I was wondering, would the Sundials interface support my defined type based on complex matrices? I am referring to code in this gist: https://gist.github.com/berceanu/f3faca3f6aa84cd5c7fa
@berceanu : Unfortunately not. You will need to reshape the matrices into vectors and join them. Moreover I am not sure if you can actually use complex vectors with Sundials ...
@tlycken, @helgee : I have updated my "benchmark" in this gist to include ode78
and the gravity example. The result (included in the gist) is kind of interesting. I think it shows that we loose quite some time for memory allocation(?) at the moment (look at number of time steps and runtime) ... Might be interesting to compare to dop853
.
@acroy Interesting... We could probably get some more information from these benchmarks simply by re-ordering some things and piggy-backing on the more verbose output of @time
, compared to the information from @elapsed
- try changing
tau = @elapsed begin
...
end
println("* elapsed time ($(nruns) runs): $(tau)")
to
print("* $(nruns) runs:")
@time begin
...
end
That should give us both memory allocation and gc info "for free", with minimal changes to the output format.

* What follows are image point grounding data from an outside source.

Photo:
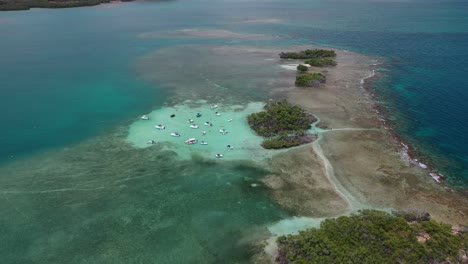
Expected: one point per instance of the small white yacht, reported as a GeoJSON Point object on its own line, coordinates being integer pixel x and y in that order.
{"type": "Point", "coordinates": [191, 141]}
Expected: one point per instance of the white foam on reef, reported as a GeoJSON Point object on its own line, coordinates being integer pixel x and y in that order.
{"type": "Point", "coordinates": [288, 226]}
{"type": "Point", "coordinates": [245, 143]}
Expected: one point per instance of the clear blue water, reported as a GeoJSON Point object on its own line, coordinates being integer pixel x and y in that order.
{"type": "Point", "coordinates": [68, 76]}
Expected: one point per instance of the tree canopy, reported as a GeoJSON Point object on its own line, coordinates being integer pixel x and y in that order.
{"type": "Point", "coordinates": [282, 124]}
{"type": "Point", "coordinates": [372, 237]}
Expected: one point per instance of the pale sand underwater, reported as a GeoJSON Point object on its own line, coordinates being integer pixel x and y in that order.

If gc turns out to be a big factor, maybe we should consider calling it explicitly between runs, and somehow not count that time? After all, solving the same problem 10 times in a row isn't really a credible scenario...
@tlycken : I have updated the results using @time
and also wrapping the loop in gc_disable()
and gc_enable()
.
@acroy: nice! I don't think this looks so suspicious, though. Sure, the higher-order method takes about half as many steps, but it will also do much more function evaluations per steps. I can't say that this is off without spending some time profiling - time which I unfortunately need to spend on finishing up my master's thesis, at the moment...

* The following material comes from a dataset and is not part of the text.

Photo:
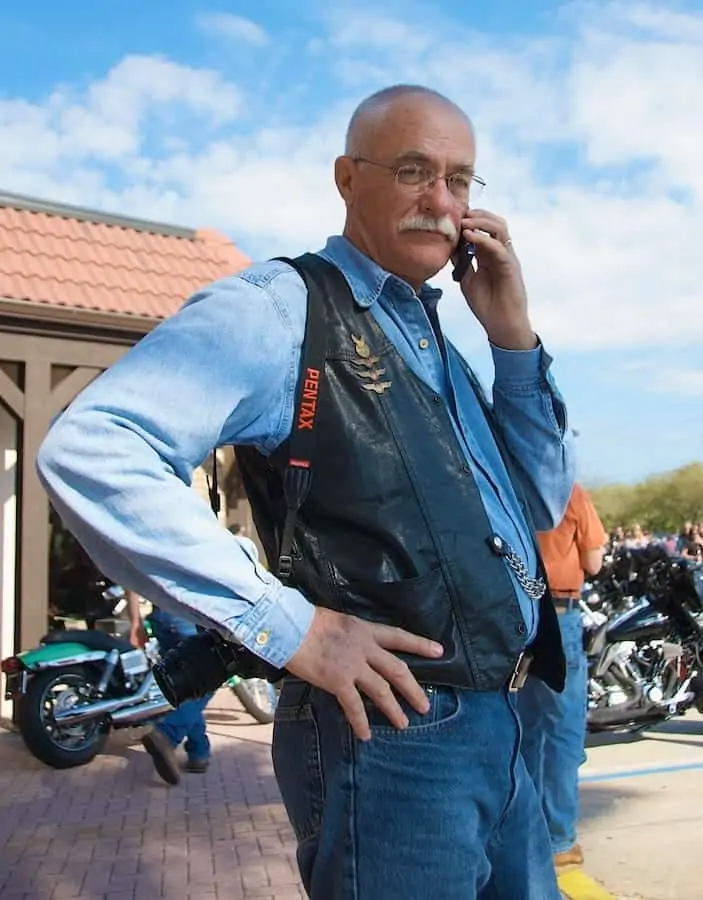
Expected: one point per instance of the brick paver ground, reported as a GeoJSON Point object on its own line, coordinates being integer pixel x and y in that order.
{"type": "Point", "coordinates": [113, 830]}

@tlycken: I think you are right. Most of the time difference comes from the different number of functions calls (I just counted the calls in gravity
), so overall oderkf
is working quite well/consistently.
@acroy Nice =) This is starting to be terribly OT though...

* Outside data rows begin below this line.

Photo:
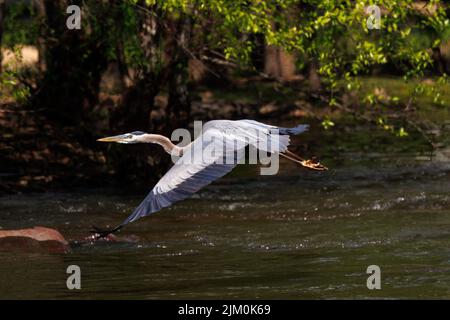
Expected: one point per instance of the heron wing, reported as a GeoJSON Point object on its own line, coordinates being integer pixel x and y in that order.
{"type": "Point", "coordinates": [190, 174]}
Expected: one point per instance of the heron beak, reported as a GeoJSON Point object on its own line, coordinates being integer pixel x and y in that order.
{"type": "Point", "coordinates": [119, 138]}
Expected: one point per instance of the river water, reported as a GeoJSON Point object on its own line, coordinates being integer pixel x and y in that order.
{"type": "Point", "coordinates": [297, 235]}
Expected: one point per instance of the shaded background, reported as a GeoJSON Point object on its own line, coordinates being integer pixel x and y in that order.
{"type": "Point", "coordinates": [376, 100]}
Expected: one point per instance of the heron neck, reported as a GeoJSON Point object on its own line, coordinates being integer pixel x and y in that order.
{"type": "Point", "coordinates": [165, 142]}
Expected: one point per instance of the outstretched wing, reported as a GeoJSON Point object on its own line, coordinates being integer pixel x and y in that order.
{"type": "Point", "coordinates": [208, 158]}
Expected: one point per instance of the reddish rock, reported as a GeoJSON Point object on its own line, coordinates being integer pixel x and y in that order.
{"type": "Point", "coordinates": [38, 239]}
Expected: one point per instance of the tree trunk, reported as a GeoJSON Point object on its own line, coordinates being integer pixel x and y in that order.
{"type": "Point", "coordinates": [313, 77]}
{"type": "Point", "coordinates": [2, 17]}
{"type": "Point", "coordinates": [75, 61]}
{"type": "Point", "coordinates": [138, 100]}
{"type": "Point", "coordinates": [179, 104]}
{"type": "Point", "coordinates": [40, 8]}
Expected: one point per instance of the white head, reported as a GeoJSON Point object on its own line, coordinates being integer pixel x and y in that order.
{"type": "Point", "coordinates": [128, 138]}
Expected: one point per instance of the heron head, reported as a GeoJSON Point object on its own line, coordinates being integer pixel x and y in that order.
{"type": "Point", "coordinates": [132, 137]}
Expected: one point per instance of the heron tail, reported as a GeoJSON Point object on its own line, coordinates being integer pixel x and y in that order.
{"type": "Point", "coordinates": [100, 233]}
{"type": "Point", "coordinates": [295, 130]}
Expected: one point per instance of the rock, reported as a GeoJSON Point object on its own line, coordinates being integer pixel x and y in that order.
{"type": "Point", "coordinates": [37, 239]}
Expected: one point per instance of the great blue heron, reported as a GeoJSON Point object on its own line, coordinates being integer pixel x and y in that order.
{"type": "Point", "coordinates": [187, 177]}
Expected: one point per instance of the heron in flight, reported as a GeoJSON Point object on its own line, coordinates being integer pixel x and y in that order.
{"type": "Point", "coordinates": [228, 138]}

@berceanu, have you been able to get what you wanted out of this issue? Can we close it, or do you need more help with something?
Definately OTing, all ok on my side, tnx a lot for you help!
@acroy just did a PR for changing the API to make it usable for my prob https://github.com/JuliaLang/ODE.jl/pull/43
I would like to solve the 2 coupled time-dependent PDEs from http://scicomp.stackexchange.com/questions/11772/numerical-approach-to-coupled-nonlinear-pdes-with-time-dependence/11782?noredirect=1#comment18452_11782 using ode45. I already have a working Fortran 90 code for this, based on the ode45 presented in Numerical Recipes. The plan is to add this to the examples section once finished. I find the last test in https://github.com/JuliaLang/ODE.jl/blob/master/test/runtests.jl to be a good starting point, as it has a system of 2 coupled equations. However, my case is more complicated because:
v
andw
(called psiX and psiC in my problem) are themselves (complex) matrices, defined on a finite grid.The main issue here: is it possible to use the current API to implement this problem? If not, I am willing to contribute in improving the API, but would appreciate some guidance.